Dengue/DHF

Management of Dengue Epidemic

Recommendations

 

 

*     General

*     Disease Surveillance

*     Emergency Response

*     Clinical Diagnosis and Management

*     Vector Surveillance and Control

*     Information, Education and Communication (IEC)

*     Intersectoral Collaboration

*     Communication and Coordination

*     Budget/Economic Impact

*     Research

*

General

 

1.      It is anticipated that the next two years will be a natural low morbidity interepidemic period in Thailand. It is important that the low morbidity rate not be wrongly interpreted as being due to the control programme, as this could provide a false sense of security and result in a larger outbreak during the next epidemic cycle. It is highly recommended that the NDPCP takes advantage of this interepidemic period to reduce the mosquito population to a point where the next epidemic cycle in 2-3 years, will be prevented.

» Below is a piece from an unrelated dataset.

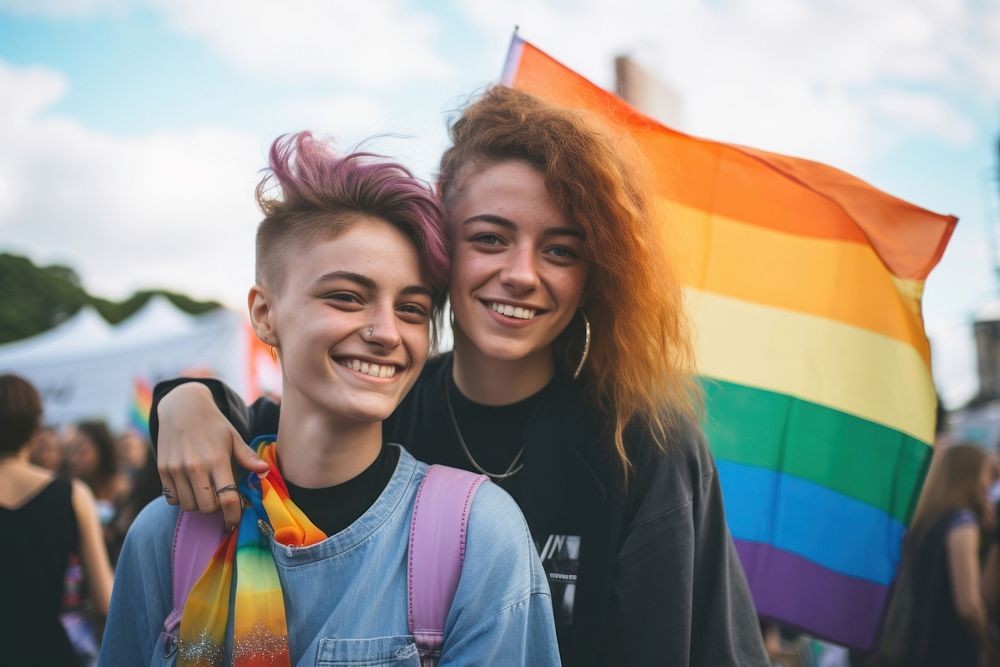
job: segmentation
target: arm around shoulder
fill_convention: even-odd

2.      The success of the NDPCP will require a strong partnership between the MOPH and the provincial, district and village-level health authorities and local administration where the actual responsibility for control lies. To facilitate this partnership, it is recommended that the Office of Dengue Control be strengthened by increasing both human and economic resources to provide overall programme management and coordination.

3.      The roles and responsibilities at each level of programme structure, especially the concerned offices of CDC Department, must be clearly identified and strengthened through capacity-building.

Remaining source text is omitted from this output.